Percy Fawcett & the Giant Anaconda

Grove Koger

Lieutenant Colonel Percy Fawcett was a British artillery officer and member of the British Secret Intelligence Service (or MI6, as it’s more widely known) who served his country in one capacity or another in Malta, Ceylon, Hong Kong, and Morocco.

Fawcett’s father had been a Fellow of the Royal Geographical Society (RGS), and the son followed in his footsteps, joining the RGS and carrying out an expedition to South America in 1906. He went on to make six more expeditions to the continent, eventually becoming convinced that the remains of an ancient city—he called it “Z”—existed somewhere in the Amazon Basin.

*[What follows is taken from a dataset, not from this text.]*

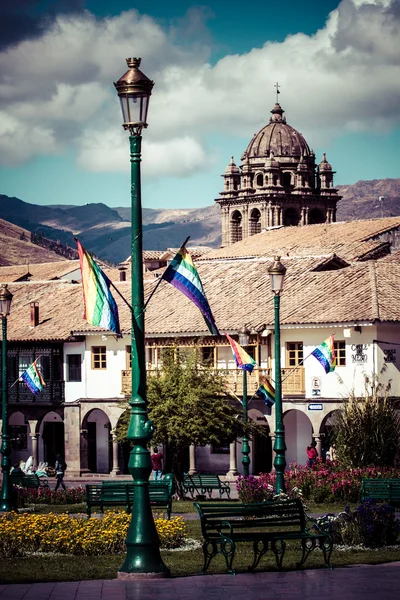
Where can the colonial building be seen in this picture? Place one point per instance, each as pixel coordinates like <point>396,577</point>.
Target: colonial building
<point>277,183</point>
<point>342,278</point>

If these events sound familiar, you may have read David Grann’s 2009 book The Lost City of Z or watched the movie based on it. Or perhaps you’ve read Exploration Fawcett, which was “arranged” from Fawcett’s “manuscripts, letters, log-books, and records” by his son Brian in 1953.

The explorer’s search for Z makes for a fascinating story, particularly since Fawcett may have been on the right track. However, I’m writing today about an incident recorded in Exploration Fawcett: an encounter with an enormous anaconda, which you see dramatized at the top of today’s post in a cover llustration prepared from Fawcett’s own pencil sketch.

“We were drifting easily along,” wrote the explorer, “in the sluggish current not far below the confluence of the Rio Negro when almost under the bow of the boat there appeared a triangular head and several feet of undulating body. It was a giant anaconda. I sprang for my rifle as the creature began to make its way up the bank, and hardly waiting to aim smashed a .44 soft-nosed bullet into its spine, ten feet below the wicked head. At once there was a flurry of foam, and several heavy thumps against the boat’s keel, shaking us as though we had run on a snag.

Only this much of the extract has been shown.